Pero, junto con la decepción inicial, la ocultación de la batería incrementó en cierto modo la confianza que algunos tenían en ella.

Todos esperaban ahora su primera confrontación con los aeroplanos. Parecía que la gente no pudiera soportar la espera, aguardar a que clareara el día y llegara la hora del bombardeo.

Amaneció el lunes. Para decepción de todos, los ingleses no vinieron ese día a bombardear.

– Los muy granujas se han enterado del asunto de la batería -gritaba Harilla Lluka por las calles-. Se han enterado esos malditos cobardes…

– ¡Así revientes, que nos vas a dejar sordos con esa voz como la del burro de Kicho!

– … los ignorantes.

Pero el martes vinieron. La sirena, como siempre, elevó hasta el cielo su alarido. La gente pareció olvidar la impaciencia que había mostrado un día antes y se lanzó escaleras abajo a la bodega. Harilla Lluka tenía el rostro lívido. El ruido de los motores llegaba apagado, como una amenaza contenida. A Harilla le parecía que los aviones lo buscaban a él, por haberlos insultado tanto el día anterior. El ruido se aproximaba. La gente aguardaba con la boca abierta.
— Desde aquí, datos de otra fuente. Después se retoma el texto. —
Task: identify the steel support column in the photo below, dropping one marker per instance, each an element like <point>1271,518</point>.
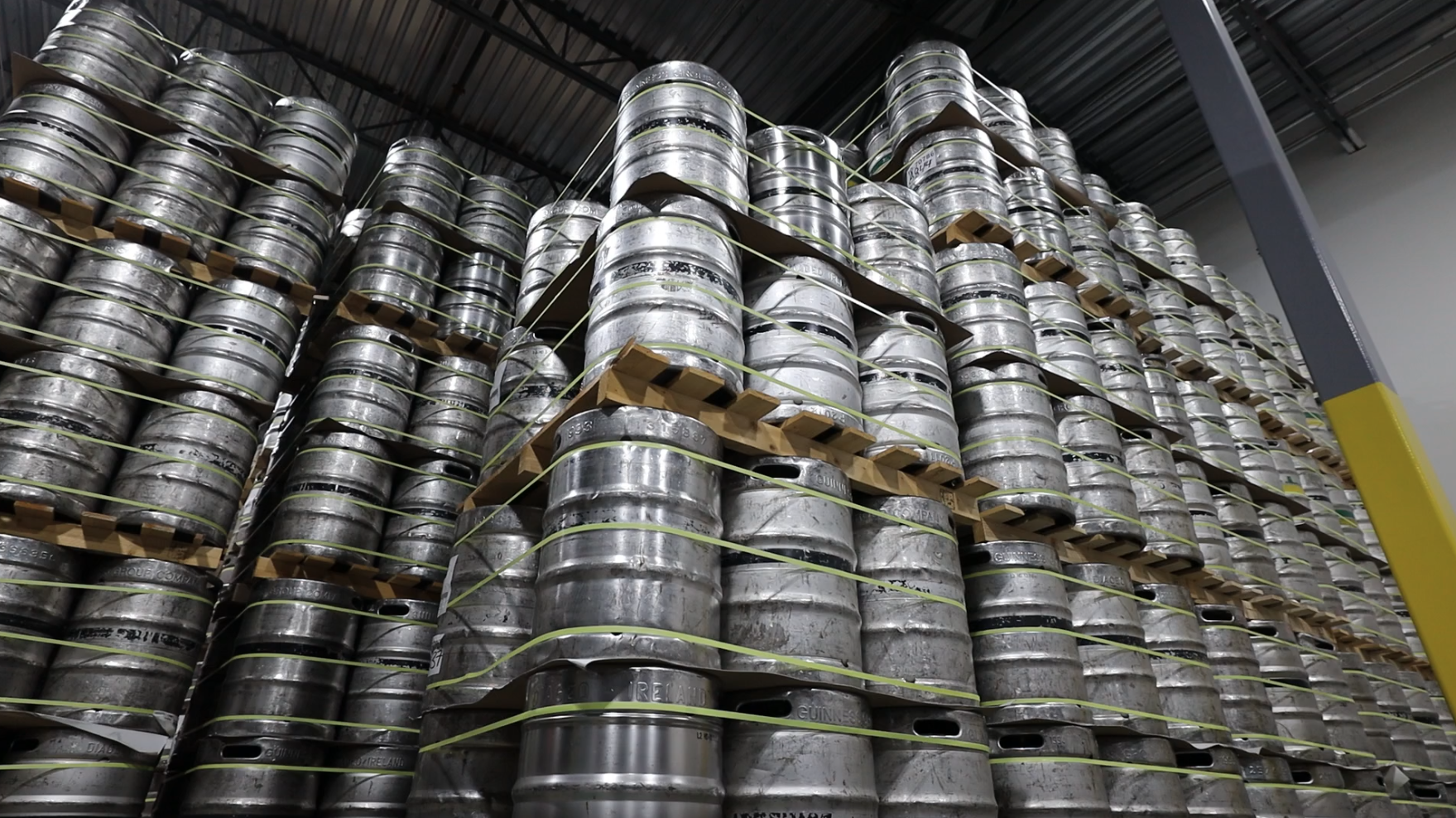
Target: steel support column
<point>1400,487</point>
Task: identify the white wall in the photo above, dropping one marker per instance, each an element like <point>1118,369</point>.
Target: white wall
<point>1388,216</point>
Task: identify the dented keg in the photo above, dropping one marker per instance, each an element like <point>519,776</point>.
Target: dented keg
<point>334,498</point>
<point>314,138</point>
<point>65,142</point>
<point>59,770</point>
<point>667,277</point>
<point>452,408</point>
<point>420,533</point>
<point>918,779</point>
<point>1043,772</point>
<point>891,242</point>
<point>803,349</point>
<point>366,382</point>
<point>795,769</point>
<point>180,184</point>
<point>664,484</point>
<point>623,763</point>
<point>187,464</point>
<point>34,257</point>
<point>983,293</point>
<point>1008,435</point>
<point>488,603</point>
<point>781,607</point>
<point>239,338</point>
<point>954,172</point>
<point>134,638</point>
<point>797,186</point>
<point>535,378</point>
<point>1095,470</point>
<point>1021,629</point>
<point>284,228</point>
<point>121,305</point>
<point>905,635</point>
<point>46,399</point>
<point>906,387</point>
<point>274,674</point>
<point>217,94</point>
<point>422,174</point>
<point>685,120</point>
<point>554,238</point>
<point>396,261</point>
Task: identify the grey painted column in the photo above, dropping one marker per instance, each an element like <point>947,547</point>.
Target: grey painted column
<point>1310,290</point>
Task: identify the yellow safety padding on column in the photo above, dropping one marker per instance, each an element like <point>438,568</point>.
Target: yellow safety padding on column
<point>1408,508</point>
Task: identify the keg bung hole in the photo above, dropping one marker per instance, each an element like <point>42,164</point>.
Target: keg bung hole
<point>242,752</point>
<point>1199,758</point>
<point>769,708</point>
<point>936,727</point>
<point>393,609</point>
<point>778,470</point>
<point>1021,741</point>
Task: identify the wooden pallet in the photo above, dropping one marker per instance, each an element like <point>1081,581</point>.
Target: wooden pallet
<point>366,580</point>
<point>101,533</point>
<point>78,219</point>
<point>972,229</point>
<point>641,378</point>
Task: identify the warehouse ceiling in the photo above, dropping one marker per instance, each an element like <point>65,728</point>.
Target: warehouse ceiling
<point>527,88</point>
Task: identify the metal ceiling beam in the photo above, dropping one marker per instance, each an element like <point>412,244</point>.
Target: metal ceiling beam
<point>370,84</point>
<point>1286,57</point>
<point>529,46</point>
<point>598,32</point>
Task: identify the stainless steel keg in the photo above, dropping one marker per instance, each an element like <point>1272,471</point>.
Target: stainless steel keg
<point>61,418</point>
<point>396,261</point>
<point>188,460</point>
<point>121,305</point>
<point>906,387</point>
<point>239,338</point>
<point>420,533</point>
<point>1021,629</point>
<point>685,120</point>
<point>136,635</point>
<point>798,508</point>
<point>909,541</point>
<point>800,341</point>
<point>334,498</point>
<point>632,468</point>
<point>489,603</point>
<point>180,184</point>
<point>669,277</point>
<point>642,763</point>
<point>1008,435</point>
<point>314,140</point>
<point>795,769</point>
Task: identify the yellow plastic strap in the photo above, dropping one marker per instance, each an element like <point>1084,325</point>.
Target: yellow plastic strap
<point>704,712</point>
<point>704,641</point>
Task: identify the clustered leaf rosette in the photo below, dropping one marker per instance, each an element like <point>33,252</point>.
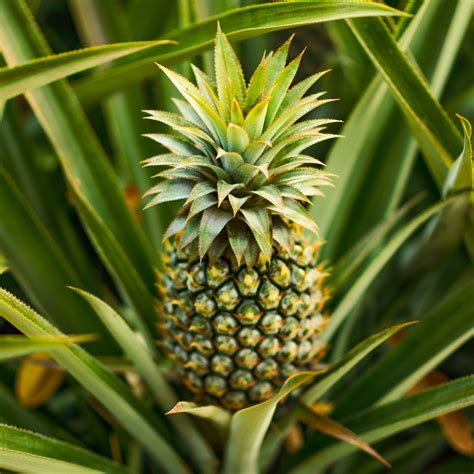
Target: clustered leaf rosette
<point>236,156</point>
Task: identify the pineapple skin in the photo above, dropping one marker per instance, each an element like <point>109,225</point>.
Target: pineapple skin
<point>237,333</point>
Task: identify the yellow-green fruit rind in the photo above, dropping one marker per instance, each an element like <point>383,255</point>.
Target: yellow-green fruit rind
<point>237,333</point>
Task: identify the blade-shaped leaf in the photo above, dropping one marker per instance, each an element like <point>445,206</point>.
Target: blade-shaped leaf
<point>32,253</point>
<point>24,451</point>
<point>83,160</point>
<point>212,222</point>
<point>347,362</point>
<point>324,383</point>
<point>142,358</point>
<point>449,326</point>
<point>380,423</point>
<point>120,267</point>
<point>334,429</point>
<point>437,136</point>
<point>237,138</point>
<point>134,416</point>
<point>271,194</point>
<point>238,239</point>
<point>229,76</point>
<point>18,346</point>
<point>259,223</point>
<point>19,79</point>
<point>224,189</point>
<point>248,428</point>
<point>238,24</point>
<point>359,287</point>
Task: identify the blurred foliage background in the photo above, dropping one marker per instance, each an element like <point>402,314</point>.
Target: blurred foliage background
<point>384,182</point>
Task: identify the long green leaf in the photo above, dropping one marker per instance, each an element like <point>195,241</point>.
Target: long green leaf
<point>18,346</point>
<point>134,416</point>
<point>324,383</point>
<point>237,24</point>
<point>14,414</point>
<point>380,423</point>
<point>24,451</point>
<point>360,286</point>
<point>440,333</point>
<point>3,264</point>
<point>24,77</point>
<point>376,155</point>
<point>248,428</point>
<point>22,159</point>
<point>437,136</point>
<point>122,110</point>
<point>84,162</point>
<point>32,254</point>
<point>142,359</point>
<point>347,362</point>
<point>118,263</point>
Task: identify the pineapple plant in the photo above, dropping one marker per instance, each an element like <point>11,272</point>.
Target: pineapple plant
<point>242,293</point>
<point>242,299</point>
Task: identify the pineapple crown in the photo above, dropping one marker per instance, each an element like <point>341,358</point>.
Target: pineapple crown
<point>236,156</point>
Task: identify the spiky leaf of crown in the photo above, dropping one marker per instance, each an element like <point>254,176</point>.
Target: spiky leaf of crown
<point>236,156</point>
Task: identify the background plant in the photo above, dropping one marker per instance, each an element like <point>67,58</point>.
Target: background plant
<point>398,225</point>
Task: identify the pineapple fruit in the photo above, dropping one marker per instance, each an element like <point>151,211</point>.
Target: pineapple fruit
<point>241,295</point>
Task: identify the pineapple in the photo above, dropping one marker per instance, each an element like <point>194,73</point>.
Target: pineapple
<point>242,295</point>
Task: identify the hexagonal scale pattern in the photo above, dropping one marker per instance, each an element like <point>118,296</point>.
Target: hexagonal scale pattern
<point>236,333</point>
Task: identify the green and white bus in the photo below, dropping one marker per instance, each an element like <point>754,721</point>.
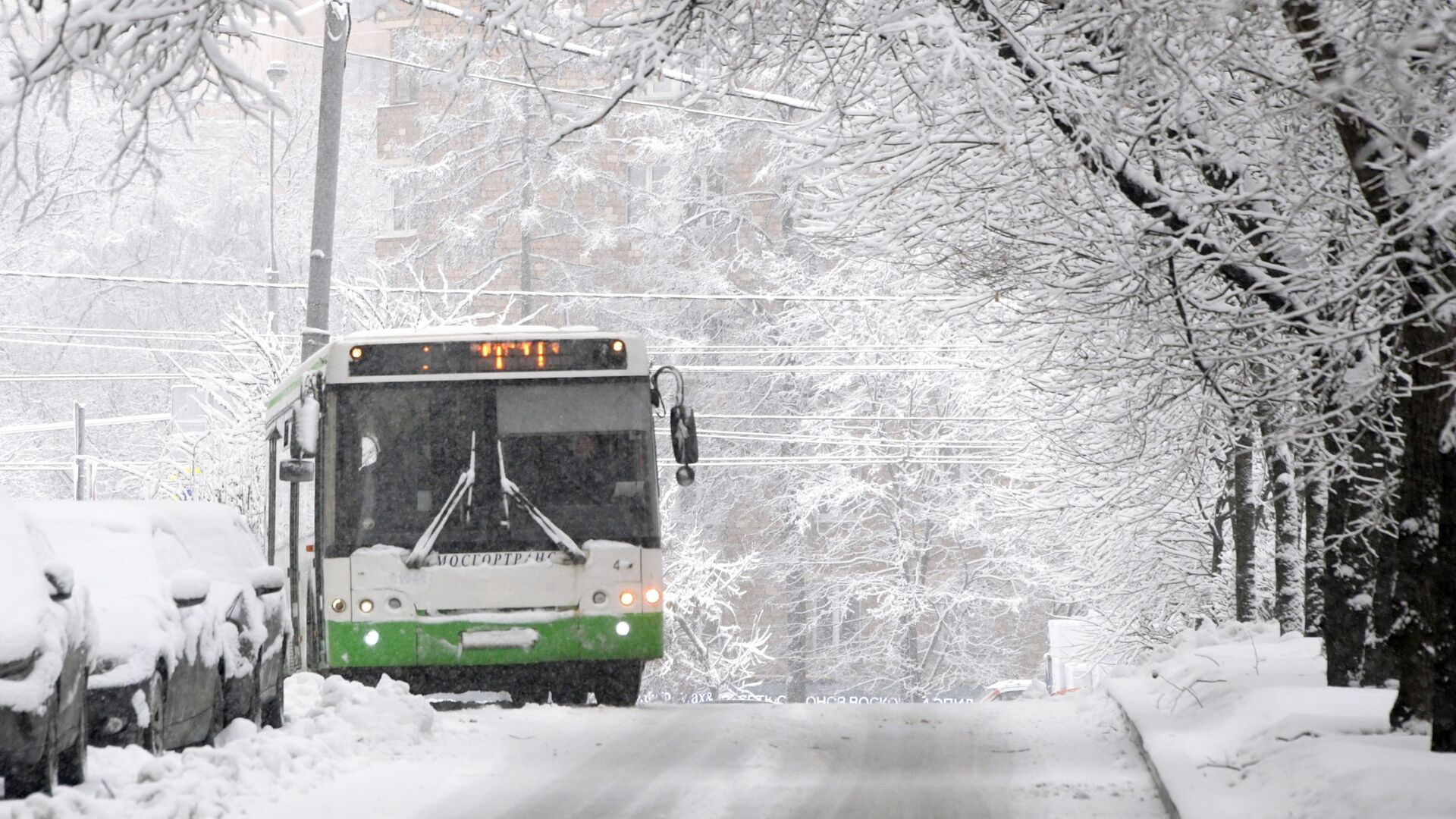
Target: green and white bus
<point>484,509</point>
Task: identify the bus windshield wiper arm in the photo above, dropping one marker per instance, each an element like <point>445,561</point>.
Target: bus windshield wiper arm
<point>427,541</point>
<point>557,535</point>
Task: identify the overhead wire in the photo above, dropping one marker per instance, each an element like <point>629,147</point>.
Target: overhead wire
<point>539,88</point>
<point>867,297</point>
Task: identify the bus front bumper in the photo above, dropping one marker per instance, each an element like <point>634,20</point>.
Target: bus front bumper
<point>635,635</point>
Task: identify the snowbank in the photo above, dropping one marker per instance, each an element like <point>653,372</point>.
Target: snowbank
<point>332,726</point>
<point>1238,722</point>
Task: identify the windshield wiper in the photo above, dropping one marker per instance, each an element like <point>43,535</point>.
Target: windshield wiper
<point>427,541</point>
<point>563,539</point>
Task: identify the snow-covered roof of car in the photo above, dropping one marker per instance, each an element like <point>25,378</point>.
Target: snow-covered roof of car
<point>127,553</point>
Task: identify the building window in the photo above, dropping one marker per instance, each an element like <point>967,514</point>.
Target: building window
<point>403,85</point>
<point>400,212</point>
<point>660,88</point>
<point>644,184</point>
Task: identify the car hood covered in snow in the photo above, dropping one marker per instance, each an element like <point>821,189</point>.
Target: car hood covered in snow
<point>131,553</point>
<point>34,626</point>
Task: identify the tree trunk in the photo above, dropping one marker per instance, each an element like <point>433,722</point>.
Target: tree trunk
<point>1289,560</point>
<point>1348,556</point>
<point>1443,579</point>
<point>1411,634</point>
<point>1244,513</point>
<point>799,661</point>
<point>1316,515</point>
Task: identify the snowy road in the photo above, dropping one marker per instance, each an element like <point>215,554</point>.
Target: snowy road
<point>750,760</point>
<point>382,752</point>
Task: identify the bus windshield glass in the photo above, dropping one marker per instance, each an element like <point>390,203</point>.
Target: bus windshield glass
<point>580,450</point>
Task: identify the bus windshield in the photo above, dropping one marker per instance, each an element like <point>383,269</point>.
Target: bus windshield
<point>582,450</point>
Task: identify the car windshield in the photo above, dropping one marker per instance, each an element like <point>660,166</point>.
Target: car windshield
<point>582,452</point>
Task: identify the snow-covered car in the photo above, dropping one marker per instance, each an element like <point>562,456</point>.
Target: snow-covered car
<point>193,621</point>
<point>1005,691</point>
<point>46,637</point>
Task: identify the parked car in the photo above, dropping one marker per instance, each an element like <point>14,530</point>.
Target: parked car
<point>193,620</point>
<point>1006,689</point>
<point>46,639</point>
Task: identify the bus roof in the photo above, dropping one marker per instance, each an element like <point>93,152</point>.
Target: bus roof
<point>281,398</point>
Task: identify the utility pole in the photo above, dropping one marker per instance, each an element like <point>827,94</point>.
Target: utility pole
<point>82,466</point>
<point>277,74</point>
<point>528,200</point>
<point>327,175</point>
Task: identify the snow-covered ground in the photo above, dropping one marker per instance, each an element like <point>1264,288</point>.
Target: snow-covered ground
<point>1238,722</point>
<point>363,752</point>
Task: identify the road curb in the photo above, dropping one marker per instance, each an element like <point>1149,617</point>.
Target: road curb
<point>1147,760</point>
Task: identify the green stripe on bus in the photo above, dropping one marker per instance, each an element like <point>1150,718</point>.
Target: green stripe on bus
<point>408,643</point>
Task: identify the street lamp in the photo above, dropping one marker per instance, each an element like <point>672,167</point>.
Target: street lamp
<point>277,74</point>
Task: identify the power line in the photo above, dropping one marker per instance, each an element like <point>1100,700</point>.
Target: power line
<point>868,297</point>
<point>127,347</point>
<point>851,441</point>
<point>89,376</point>
<point>67,465</point>
<point>111,333</point>
<point>848,461</point>
<point>89,423</point>
<point>756,417</point>
<point>824,369</point>
<point>538,88</point>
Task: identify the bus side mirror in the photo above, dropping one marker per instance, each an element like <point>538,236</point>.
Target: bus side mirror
<point>306,426</point>
<point>296,471</point>
<point>685,441</point>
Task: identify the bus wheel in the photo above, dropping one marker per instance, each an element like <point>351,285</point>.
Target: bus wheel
<point>73,760</point>
<point>619,682</point>
<point>533,692</point>
<point>570,691</point>
<point>273,708</point>
<point>46,773</point>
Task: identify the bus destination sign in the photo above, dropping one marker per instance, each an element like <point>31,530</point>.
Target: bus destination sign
<point>443,357</point>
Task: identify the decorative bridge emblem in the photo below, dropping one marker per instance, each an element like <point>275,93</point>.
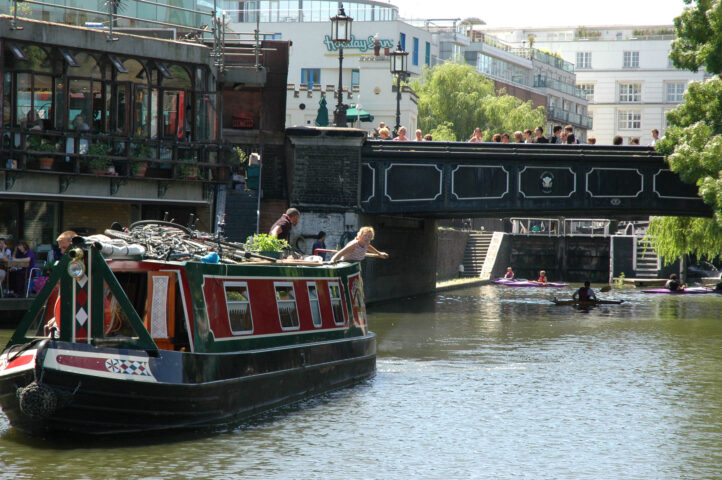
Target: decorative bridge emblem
<point>128,367</point>
<point>547,180</point>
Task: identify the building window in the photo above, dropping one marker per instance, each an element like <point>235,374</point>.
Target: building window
<point>630,92</point>
<point>630,120</point>
<point>315,307</point>
<point>587,90</point>
<point>584,60</point>
<point>286,303</point>
<point>239,308</point>
<point>311,77</point>
<point>631,59</point>
<point>334,290</point>
<point>675,91</point>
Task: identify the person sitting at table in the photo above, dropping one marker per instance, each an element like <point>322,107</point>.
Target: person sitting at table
<point>673,283</point>
<point>5,254</point>
<point>20,274</point>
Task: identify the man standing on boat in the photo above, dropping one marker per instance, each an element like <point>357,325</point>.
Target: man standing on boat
<point>282,228</point>
<point>585,293</point>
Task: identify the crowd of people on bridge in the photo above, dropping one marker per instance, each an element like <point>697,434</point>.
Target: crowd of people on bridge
<point>561,135</point>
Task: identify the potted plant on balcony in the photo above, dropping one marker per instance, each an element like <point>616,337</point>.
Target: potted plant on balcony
<point>188,171</point>
<point>141,152</point>
<point>38,143</point>
<point>267,245</point>
<point>98,162</point>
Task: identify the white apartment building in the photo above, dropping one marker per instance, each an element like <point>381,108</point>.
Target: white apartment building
<point>313,69</point>
<point>625,71</point>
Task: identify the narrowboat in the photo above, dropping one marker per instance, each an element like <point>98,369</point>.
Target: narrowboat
<point>120,342</point>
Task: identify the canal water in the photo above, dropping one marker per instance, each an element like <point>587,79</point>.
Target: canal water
<point>482,382</point>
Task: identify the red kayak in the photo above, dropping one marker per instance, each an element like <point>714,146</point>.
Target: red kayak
<point>520,282</point>
<point>688,290</point>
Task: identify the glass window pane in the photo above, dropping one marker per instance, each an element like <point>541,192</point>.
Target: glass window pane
<point>80,104</point>
<point>140,112</point>
<point>60,114</point>
<point>205,115</point>
<point>7,99</point>
<point>180,79</point>
<point>24,99</point>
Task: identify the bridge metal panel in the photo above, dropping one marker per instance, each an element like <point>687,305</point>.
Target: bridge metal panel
<point>614,182</point>
<point>368,183</point>
<point>478,182</point>
<point>408,182</point>
<point>547,182</point>
<point>454,179</point>
<point>666,185</point>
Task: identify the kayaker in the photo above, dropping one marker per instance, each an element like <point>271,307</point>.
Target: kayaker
<point>585,293</point>
<point>356,249</point>
<point>509,275</point>
<point>673,283</point>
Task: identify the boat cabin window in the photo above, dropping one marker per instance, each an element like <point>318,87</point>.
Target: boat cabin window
<point>286,302</point>
<point>239,308</point>
<point>313,300</point>
<point>334,289</point>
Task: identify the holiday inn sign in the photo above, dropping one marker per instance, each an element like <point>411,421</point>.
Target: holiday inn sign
<point>360,44</point>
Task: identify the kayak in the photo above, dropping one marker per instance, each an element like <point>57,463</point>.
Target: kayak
<point>688,290</point>
<point>587,303</point>
<point>527,283</point>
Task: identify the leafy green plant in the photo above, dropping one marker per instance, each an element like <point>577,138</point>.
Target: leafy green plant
<point>187,170</point>
<point>39,143</point>
<point>238,157</point>
<point>99,160</point>
<point>262,242</point>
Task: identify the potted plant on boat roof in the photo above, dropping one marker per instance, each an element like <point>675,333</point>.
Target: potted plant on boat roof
<point>98,161</point>
<point>39,143</point>
<point>188,170</point>
<point>141,152</point>
<point>267,245</point>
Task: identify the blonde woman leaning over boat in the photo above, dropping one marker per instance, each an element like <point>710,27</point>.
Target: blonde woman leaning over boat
<point>356,249</point>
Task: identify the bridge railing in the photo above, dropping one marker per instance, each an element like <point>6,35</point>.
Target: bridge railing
<point>535,226</point>
<point>587,226</point>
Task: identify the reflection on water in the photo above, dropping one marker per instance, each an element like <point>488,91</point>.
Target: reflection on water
<point>484,382</point>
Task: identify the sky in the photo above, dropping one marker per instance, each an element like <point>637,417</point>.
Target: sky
<point>536,13</point>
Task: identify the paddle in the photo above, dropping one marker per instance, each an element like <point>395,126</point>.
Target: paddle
<point>370,255</point>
– Ya empieza, ya empieza, ¿lo oís? -gritó alguien.

– Calla.

– Escucha, está disparando.

– Es verdad, está disparando.

De lejos llegaba un estruendo incesante.

– La batería.

– ¿Por qué suena tan flojo?

– Ha parado.

– Ya empieza otra vez.

– ¿Por qué suena tan flojo?

– Vete a saber. Las armas de hoy.

– Cuando disparaba, nuestro antiaéreo hacía temblar la tierra.

– ¿Cuándo?

– Entonces.

– ¡Callaos!

El estampido de los disparos de la batería ahogó por un instante el estruendo de los motores, pero poco después volvió a dejarse sentir aún más amenazante. Estaba enfurecido. En la bodega, el silencio se hizo absoluto. No se oían los cañones. Los motores aullaban con toda su furia. Como grandes cuñas, los silbidos se clavaban en la tierra sin piedad. Ésta tembló. Una vez. Dos veces. Tres. Como de costumbre.

– Se van.

Los cañones de la batería, que no habían cesado de disparar en ningún momento, volvieron a oírse. Y de pronto, abriéndose paso entre la tristeza causada por la idea de que la batería había perdido el duelo y que nada iba a cambiar, desde arriba se oyó en la calle un grito salvaje.

– ¡Está ardiendo! ¡Está ardiendo!

Era la primera vez que la gente corría a la calle antes de que finalizara la alarma. Las calles, las ventanas y los patios se llenaron de cabezas que se agitaban como enajenadas para ver, para ver, sólo para ver.

– ¡Allí!

Blanco, dejando atrás una madeja larga y negruzca de humo que se expandía majestuosamente por el aire, el avión caía. Rasgando el cielo, el aeroplano, junto con el hombre que iba a morir pocos segundos después, caía y caía sin remedio, hasta perderse en el horizonte. Se oyó una explosión.

Sobre la ciudad quedó la cinta negruzca de humo. Mientras la gente gritaba, aullaba, maldecía, el viento suave del sur deformó la cinta en dos o tres puntos. Más tarde, el viento del norte, más agresivo que su compañero, la cortó y por fin la destrozó. Los pedazos quedaron suspendidos durante largo rato sobre la ciudad.